Por Frida López Rodríguez

En lo que concierne al desarrollo de la cultura en el país se ha mantenido una posición contradictoria: La gran mayoría de los artistas y de los trabajadores en este ámbito repudian al Estado; sin embargo, al mismo tiempo dependen de los recursos económicos que éste les provee. Dicha contradicción se mantuvo inalterable, generando prácticas que  obstaculizaron el desarrollo institucional y profesional de la cultura. Carecemos de dirigentes en esta área que, a través de la colaboración, impulsen proyectos legales que promuevan la igualdad laboral así como la transparencia en las instituciones pertinentes.

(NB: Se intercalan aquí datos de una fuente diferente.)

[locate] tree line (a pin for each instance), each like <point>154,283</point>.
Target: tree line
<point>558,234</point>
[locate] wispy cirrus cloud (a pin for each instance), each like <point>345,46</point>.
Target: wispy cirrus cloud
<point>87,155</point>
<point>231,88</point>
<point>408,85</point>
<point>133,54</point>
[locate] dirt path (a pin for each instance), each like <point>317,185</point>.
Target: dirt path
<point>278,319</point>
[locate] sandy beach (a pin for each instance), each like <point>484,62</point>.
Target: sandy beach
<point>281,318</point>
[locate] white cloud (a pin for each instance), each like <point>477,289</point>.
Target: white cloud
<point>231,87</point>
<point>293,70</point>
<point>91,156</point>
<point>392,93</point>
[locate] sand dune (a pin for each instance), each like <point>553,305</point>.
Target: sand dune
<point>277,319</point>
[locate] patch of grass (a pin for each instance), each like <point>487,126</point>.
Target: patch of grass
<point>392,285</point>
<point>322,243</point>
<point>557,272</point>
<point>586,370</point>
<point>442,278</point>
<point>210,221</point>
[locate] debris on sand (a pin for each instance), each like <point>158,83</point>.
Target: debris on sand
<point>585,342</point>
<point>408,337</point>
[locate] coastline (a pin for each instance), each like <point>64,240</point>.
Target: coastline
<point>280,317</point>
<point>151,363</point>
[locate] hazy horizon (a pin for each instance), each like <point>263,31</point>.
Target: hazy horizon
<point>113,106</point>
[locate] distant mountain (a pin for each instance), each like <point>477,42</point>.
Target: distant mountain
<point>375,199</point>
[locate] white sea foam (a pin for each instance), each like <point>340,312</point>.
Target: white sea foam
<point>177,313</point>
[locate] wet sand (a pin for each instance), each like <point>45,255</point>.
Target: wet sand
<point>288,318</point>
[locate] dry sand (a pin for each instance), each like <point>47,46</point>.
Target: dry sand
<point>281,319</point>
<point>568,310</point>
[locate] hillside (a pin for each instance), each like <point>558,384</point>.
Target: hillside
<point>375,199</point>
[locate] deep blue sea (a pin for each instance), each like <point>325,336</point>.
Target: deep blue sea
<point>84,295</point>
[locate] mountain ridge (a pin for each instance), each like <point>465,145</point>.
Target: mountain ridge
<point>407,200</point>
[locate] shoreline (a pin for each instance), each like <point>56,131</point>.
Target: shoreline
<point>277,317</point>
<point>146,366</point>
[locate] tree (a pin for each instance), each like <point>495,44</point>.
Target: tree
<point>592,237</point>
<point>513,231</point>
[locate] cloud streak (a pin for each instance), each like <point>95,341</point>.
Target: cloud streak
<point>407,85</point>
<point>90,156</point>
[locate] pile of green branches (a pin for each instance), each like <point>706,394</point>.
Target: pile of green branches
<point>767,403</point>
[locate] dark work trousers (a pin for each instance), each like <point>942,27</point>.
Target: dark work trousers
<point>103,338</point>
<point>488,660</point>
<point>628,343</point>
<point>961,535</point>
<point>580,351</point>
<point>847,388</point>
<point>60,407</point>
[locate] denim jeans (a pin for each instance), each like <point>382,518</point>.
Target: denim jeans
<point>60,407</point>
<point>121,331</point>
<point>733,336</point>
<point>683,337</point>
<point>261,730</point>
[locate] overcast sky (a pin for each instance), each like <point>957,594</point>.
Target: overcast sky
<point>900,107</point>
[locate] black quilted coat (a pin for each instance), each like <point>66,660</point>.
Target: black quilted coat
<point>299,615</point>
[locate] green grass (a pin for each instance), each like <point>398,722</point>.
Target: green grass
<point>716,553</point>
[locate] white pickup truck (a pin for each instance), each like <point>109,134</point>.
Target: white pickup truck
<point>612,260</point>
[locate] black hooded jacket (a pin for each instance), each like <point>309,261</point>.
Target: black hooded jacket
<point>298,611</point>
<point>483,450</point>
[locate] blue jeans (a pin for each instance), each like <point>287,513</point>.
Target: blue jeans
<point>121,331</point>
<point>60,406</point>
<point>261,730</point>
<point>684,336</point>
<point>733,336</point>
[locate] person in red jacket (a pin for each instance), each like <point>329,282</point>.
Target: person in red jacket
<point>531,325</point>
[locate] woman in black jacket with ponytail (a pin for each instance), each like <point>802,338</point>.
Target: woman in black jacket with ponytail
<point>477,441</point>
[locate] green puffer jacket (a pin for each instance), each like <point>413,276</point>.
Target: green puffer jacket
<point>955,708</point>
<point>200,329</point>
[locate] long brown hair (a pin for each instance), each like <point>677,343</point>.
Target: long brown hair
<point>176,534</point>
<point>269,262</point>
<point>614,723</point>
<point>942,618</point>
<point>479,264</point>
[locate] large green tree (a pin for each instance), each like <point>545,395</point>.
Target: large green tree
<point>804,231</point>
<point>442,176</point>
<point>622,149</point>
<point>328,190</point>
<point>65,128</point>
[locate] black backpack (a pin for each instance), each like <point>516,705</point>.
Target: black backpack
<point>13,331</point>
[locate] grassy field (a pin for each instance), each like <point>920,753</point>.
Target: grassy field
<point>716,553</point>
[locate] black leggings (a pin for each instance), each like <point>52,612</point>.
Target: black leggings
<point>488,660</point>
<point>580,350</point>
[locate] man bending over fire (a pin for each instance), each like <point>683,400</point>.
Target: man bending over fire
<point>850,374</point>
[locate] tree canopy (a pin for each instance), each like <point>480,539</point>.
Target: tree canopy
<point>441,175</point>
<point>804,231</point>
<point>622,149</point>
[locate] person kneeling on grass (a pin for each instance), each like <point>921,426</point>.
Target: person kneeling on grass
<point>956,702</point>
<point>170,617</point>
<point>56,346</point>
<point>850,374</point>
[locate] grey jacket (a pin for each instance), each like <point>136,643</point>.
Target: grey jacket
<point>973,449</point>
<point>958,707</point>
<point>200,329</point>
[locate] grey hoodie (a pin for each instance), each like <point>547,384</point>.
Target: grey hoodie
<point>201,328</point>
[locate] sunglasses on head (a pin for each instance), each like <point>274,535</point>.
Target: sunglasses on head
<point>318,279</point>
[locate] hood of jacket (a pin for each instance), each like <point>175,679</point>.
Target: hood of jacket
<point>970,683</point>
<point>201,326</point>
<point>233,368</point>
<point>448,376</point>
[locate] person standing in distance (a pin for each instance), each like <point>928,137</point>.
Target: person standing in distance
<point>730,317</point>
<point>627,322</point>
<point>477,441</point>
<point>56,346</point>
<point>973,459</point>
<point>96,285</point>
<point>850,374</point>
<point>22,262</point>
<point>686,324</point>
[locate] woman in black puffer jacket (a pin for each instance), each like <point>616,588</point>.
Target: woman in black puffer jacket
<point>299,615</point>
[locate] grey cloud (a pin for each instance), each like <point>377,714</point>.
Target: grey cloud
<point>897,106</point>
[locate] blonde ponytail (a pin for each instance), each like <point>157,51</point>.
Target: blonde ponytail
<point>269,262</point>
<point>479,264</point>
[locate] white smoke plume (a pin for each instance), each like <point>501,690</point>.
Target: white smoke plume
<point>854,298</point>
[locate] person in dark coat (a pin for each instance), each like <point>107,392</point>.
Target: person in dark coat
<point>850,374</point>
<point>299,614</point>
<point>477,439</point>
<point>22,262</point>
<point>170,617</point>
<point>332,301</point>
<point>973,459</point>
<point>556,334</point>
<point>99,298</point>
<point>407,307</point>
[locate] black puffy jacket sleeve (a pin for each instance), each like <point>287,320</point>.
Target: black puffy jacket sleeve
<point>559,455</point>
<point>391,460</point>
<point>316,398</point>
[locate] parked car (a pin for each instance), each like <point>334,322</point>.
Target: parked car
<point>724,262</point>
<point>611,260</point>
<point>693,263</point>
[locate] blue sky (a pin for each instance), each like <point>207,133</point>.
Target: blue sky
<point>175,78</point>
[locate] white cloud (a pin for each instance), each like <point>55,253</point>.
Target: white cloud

La discordia entre las élites de la cultura y la administración actual no ha sido disimulada, existe un desacuerdo que tiene sus orígenes en una idealización sobre el papel que el artista y el intelectual fungen en la sociedad. Se piensa que estas figuras están exentas de las determinaciones económicas y de clase, lo cual es una afirmación temeraria porque significaría que son seres humanos completamente libres, por encima de todos los demás. Y dicha comprensión sólo ha promovido la desigualdad y una corriente de opinión pública que exenta a los artistas tanto como a los intelectuales de rendir cuentas ante la sociedad por los recursos públicos recibidos.

El tema de fondo en la disputa sobre la extinción de los fideicomisos no puede limitarse a la versión maniquea de que la presente administración está en contra del arte y la cultura porque lo que subyace a ello es un sacudimiento a la ideología dominante de las élites, quienes impulsaron una visión del arte y de la cultura que podía exigir al Estado sin rendirle cuentas. Esto es grave porque no es una rendición de cuentas exclusivamente a los funcionarios públicos sino a la sociedad en su totalidad y precisamente la figura del fideicomiso es un obstáculo para la transparencia.

La discusión en la Cámara de Diputados sobre la extinción de los fideicomisos no implica la extinción de los apoyos gubernamentales sino una reforma administrativa de gran calado que facultará a las secretarías correspondientes para retomar tales partidas e incluirlas en sus tareas esenciales. Esto favorece al desarrollo institucional de la cultura y al mismo tiempo a la población dado que el ejercicio de dichos recursos dependerá menos de los gustos y las arbitrariedades de ciertos grupos privilegiados.

Esto es un paso importante para la democratización de la cultura y un punto de partida para discutir aquellos temas que quedaron como intocables durante el periodo neoliberal: ninguna función social está exenta de intereses y disputas por la hegemonía. Grandes intelectuales como Antonio Gramsci y Adolfo Sánchez Vázquez insistieron en que el arte es una práctica social más, que a pesar de tener sus propias determinaciones como campo específico de la acción humana debe ser analizada considerando las correlaciones de fuerza entre los grupos dominantes.

Los artistas y los trabajadores de la cultura no son un grupo homogéneo, es necesario reiterarlo, existen diferencias salariales y de capital simbólico que casi siempre afectan a los más jóvenes. El arte no puede perdurar con una juventud precaria, se requiere que los más beneficiados dejen de depender de los recursos públicos para abrir paso a las nuevas generaciones.

La distancia entre la población y la cultura no sólo es consecuencia de una mala administración pública, también es resultado de la renuncia por parte de los artistas y los intelectuales de sus deberes políticos con la población: abandonaron la exigencia de una educación pública para todos y de una mejor distribución de los recursos públicos. El abandono de estos temas provocó un distanciamiento educativo y simbólico que finalmente propició un rechazo por parte de la población a manifestaciones artísticas que no les dicen nada, porque la apreciación y el goce del arte requieren de un ambiente permeado de dignidad, y frente a tanta pobreza y violencia resulta muy soberbio exigirle a la sociedad que defienda “abstracta y desinteresadamente” a la cultura.

*Tesista de la Licenciatura en Filosofía por la Facultad de Filosofía y Letras de la UNAM. Integrante del Consejo Consultivo de Jóvenes de Cultura UNAM  y del Consejo Editorial de la Revista de la Universidad. Fue representante estudiantil en el Consejo Académico del Área de las Humanidades y las Artes de la UNAM de 2016 a 2018.